L’Azienda Ulss 9 ha già riportato numerose sentenze favorevoli in sede civile e penale:
- Il procedimento penale si è concluso in primo grado con la condanna di Loredana Bolzan ed i complici a pene fino ad 11 anni di reclusione.
- Loredana Bolzan è stata condannata dal Giudice del Lavoro con sentenza del 2010  a corrispondere oltre 5 milioni di Euro a titolo di risarcimento danni.
- In sede civile Loredana Bolzan è stata condannata a risarcire l’Azienda con 5 milioni di Euro.
- L’Azienda sanitaria ha ottenuto il sequestro di tutti i beni della Bolzan in Italia ed all’estero e sta attivando le procedure per la vendita degli immobili ed il recupero della somma.
- L’Azienda Ulss 9 ha ottenuto di veder dichiarata l’inefficacia del fondo patrimoniale costituito da due complici della Bolzan, marito e moglie.
- L’Azienda Sanitaria ha avuto sentenza di primo grado favorevole nella causa civile promossa da Sigma Informatica, dove tra l’altro si legge: “L’omissione di attività di controllo sull’operato dei dipendenti dell’Asl 9 non è imputabile all’ente, poiché il contratto stipulato con Sigma richiedeva di impedire sin dall’origine la duplicazione di posizioni in modo da evitare pagamenti a favore di terzi.”
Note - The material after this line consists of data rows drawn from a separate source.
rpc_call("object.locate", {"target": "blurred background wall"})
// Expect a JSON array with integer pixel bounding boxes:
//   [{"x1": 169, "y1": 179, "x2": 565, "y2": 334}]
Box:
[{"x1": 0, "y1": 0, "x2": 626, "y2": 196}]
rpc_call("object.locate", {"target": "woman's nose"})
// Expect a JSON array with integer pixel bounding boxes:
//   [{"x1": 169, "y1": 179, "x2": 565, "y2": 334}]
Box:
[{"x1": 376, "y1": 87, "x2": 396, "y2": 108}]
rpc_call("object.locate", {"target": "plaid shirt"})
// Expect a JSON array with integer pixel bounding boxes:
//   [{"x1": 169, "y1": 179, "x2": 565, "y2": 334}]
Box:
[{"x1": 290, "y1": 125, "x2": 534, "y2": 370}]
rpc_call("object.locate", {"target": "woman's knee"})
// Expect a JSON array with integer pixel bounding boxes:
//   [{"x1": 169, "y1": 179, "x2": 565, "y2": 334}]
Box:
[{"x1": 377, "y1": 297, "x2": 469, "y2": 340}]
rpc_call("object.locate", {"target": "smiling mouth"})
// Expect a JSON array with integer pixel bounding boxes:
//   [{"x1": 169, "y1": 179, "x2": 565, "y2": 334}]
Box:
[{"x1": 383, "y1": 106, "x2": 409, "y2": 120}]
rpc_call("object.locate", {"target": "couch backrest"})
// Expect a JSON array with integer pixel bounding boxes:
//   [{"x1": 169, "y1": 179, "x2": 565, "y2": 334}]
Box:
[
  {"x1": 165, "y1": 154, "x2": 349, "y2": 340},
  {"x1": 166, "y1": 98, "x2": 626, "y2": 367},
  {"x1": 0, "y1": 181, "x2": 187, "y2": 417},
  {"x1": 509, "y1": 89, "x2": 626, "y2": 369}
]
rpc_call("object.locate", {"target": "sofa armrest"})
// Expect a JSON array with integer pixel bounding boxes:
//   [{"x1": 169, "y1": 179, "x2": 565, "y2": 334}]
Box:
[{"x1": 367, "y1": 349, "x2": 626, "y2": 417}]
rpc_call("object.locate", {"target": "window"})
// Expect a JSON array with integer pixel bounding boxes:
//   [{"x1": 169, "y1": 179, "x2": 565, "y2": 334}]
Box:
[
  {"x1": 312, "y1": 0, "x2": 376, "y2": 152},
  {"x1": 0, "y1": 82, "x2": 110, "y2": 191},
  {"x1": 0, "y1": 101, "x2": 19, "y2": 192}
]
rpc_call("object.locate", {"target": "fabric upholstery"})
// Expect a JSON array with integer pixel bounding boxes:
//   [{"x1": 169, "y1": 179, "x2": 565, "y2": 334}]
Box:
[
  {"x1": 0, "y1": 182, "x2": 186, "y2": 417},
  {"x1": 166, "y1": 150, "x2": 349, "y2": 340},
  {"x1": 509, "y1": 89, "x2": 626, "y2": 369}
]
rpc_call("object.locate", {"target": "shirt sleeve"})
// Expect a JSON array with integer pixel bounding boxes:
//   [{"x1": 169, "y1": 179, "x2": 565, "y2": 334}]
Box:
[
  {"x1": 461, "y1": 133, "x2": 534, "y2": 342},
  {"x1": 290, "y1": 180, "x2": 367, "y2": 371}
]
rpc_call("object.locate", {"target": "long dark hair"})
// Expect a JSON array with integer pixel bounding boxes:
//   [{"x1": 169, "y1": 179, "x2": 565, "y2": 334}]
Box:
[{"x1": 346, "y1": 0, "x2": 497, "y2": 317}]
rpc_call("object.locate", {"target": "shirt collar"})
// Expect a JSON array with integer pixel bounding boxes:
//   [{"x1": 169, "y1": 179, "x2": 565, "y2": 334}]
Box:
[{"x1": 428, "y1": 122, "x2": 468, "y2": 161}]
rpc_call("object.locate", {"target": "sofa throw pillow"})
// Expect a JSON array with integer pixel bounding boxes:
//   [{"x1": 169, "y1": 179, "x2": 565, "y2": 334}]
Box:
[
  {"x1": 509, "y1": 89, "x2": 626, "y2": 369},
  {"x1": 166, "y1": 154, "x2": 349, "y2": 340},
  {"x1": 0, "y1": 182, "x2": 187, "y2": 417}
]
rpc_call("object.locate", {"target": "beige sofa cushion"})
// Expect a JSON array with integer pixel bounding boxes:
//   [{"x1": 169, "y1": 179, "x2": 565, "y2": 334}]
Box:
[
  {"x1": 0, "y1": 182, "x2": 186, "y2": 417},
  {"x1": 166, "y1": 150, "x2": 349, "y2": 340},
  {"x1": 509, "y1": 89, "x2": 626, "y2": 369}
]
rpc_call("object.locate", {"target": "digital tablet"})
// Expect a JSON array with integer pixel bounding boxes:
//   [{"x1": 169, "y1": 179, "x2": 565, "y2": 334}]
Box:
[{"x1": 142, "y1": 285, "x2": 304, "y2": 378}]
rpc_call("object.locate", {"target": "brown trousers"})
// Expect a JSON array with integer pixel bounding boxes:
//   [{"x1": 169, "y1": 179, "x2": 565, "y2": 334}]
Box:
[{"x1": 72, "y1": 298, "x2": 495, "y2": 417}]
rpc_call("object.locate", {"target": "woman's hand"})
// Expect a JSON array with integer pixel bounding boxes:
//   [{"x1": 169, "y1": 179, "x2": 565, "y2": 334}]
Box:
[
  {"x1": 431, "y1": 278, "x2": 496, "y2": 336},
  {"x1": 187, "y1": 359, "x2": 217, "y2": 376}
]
L’Azienda sanitaria ha, a suo tempo contestualmente all’esposto presso la Procura di Treviso, informato la Procura della Corte dei Conti, garantendo un continuo aggiornamento.
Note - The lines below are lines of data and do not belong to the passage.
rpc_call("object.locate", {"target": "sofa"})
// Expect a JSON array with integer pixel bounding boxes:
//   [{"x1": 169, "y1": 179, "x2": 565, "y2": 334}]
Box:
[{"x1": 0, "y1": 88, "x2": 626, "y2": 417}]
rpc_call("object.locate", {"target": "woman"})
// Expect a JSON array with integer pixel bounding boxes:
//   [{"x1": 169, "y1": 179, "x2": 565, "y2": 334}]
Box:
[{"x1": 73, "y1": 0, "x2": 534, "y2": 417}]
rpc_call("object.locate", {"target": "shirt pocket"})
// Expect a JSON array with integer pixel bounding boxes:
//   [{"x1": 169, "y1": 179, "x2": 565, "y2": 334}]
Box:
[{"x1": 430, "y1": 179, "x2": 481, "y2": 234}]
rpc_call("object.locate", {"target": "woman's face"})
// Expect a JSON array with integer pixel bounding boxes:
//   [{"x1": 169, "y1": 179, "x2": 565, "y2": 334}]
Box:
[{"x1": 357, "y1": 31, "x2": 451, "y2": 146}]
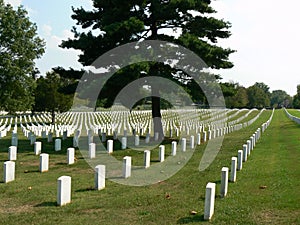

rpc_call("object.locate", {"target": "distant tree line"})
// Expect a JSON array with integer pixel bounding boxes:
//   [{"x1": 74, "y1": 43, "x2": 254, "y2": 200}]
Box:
[
  {"x1": 0, "y1": 0, "x2": 300, "y2": 126},
  {"x1": 221, "y1": 82, "x2": 300, "y2": 108}
]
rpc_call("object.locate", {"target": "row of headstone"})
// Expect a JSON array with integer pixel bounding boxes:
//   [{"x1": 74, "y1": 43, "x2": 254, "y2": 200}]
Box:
[
  {"x1": 284, "y1": 108, "x2": 300, "y2": 124},
  {"x1": 204, "y1": 109, "x2": 274, "y2": 220}
]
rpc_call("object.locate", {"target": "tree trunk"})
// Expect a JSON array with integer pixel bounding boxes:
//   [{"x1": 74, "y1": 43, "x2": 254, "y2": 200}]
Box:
[
  {"x1": 150, "y1": 64, "x2": 164, "y2": 140},
  {"x1": 51, "y1": 110, "x2": 55, "y2": 125},
  {"x1": 151, "y1": 85, "x2": 164, "y2": 140}
]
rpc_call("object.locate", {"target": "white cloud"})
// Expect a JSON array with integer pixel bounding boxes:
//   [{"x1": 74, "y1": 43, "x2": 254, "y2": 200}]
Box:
[
  {"x1": 42, "y1": 24, "x2": 52, "y2": 36},
  {"x1": 36, "y1": 24, "x2": 82, "y2": 75},
  {"x1": 4, "y1": 0, "x2": 22, "y2": 7},
  {"x1": 213, "y1": 0, "x2": 300, "y2": 95}
]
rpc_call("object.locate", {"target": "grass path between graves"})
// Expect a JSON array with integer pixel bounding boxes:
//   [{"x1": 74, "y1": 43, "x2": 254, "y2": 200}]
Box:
[
  {"x1": 287, "y1": 109, "x2": 300, "y2": 118},
  {"x1": 0, "y1": 110, "x2": 300, "y2": 225},
  {"x1": 213, "y1": 110, "x2": 300, "y2": 224}
]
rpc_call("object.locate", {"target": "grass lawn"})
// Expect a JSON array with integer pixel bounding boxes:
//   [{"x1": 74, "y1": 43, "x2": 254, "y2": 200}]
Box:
[{"x1": 0, "y1": 110, "x2": 300, "y2": 225}]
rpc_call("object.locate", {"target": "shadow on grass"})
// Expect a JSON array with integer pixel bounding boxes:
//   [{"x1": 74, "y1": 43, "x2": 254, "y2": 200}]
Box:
[
  {"x1": 75, "y1": 187, "x2": 96, "y2": 192},
  {"x1": 177, "y1": 215, "x2": 207, "y2": 224},
  {"x1": 34, "y1": 202, "x2": 57, "y2": 207},
  {"x1": 24, "y1": 170, "x2": 41, "y2": 173}
]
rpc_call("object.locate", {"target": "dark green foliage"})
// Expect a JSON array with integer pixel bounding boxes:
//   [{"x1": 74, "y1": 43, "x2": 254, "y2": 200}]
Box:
[
  {"x1": 293, "y1": 85, "x2": 300, "y2": 109},
  {"x1": 34, "y1": 72, "x2": 73, "y2": 123},
  {"x1": 61, "y1": 0, "x2": 233, "y2": 104},
  {"x1": 0, "y1": 0, "x2": 45, "y2": 113}
]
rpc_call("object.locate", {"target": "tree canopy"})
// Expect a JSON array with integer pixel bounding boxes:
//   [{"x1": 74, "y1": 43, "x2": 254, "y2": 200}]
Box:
[
  {"x1": 34, "y1": 72, "x2": 73, "y2": 123},
  {"x1": 0, "y1": 0, "x2": 45, "y2": 113},
  {"x1": 61, "y1": 0, "x2": 234, "y2": 138}
]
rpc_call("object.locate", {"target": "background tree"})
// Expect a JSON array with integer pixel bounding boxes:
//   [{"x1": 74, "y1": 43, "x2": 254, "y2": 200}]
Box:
[
  {"x1": 247, "y1": 83, "x2": 270, "y2": 108},
  {"x1": 61, "y1": 0, "x2": 233, "y2": 137},
  {"x1": 293, "y1": 85, "x2": 300, "y2": 109},
  {"x1": 34, "y1": 72, "x2": 73, "y2": 124},
  {"x1": 225, "y1": 83, "x2": 249, "y2": 108},
  {"x1": 270, "y1": 90, "x2": 292, "y2": 108},
  {"x1": 0, "y1": 0, "x2": 45, "y2": 113}
]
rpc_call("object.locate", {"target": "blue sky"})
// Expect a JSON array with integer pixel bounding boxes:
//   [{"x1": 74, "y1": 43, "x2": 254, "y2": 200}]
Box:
[{"x1": 5, "y1": 0, "x2": 300, "y2": 95}]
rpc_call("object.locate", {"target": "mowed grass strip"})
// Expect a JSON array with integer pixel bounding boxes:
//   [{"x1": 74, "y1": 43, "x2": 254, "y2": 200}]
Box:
[
  {"x1": 287, "y1": 109, "x2": 300, "y2": 118},
  {"x1": 214, "y1": 110, "x2": 300, "y2": 224},
  {"x1": 0, "y1": 111, "x2": 286, "y2": 224}
]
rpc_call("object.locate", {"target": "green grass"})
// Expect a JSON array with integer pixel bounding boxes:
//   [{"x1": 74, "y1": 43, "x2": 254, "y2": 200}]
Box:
[
  {"x1": 0, "y1": 110, "x2": 300, "y2": 225},
  {"x1": 287, "y1": 109, "x2": 300, "y2": 118}
]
Dal canto suo l’Azienda Ulss 9 non verrà mai meno alla fiducia nel lavoro svolto dalle Forze dell’Ordine e dalla Magistratura ai quali continua a garantire tutta la collaborazione necessaria e – forte delle azioni intraprese a vario livello – manterrà tutta la fermezza necessaria perché un caso doloroso di peculato nella sua storia non infanghi il lavoro di oltre 4000 dipendenti e penalizzi la fiducia dei cittadini verso l’istituzione sociosanitaria.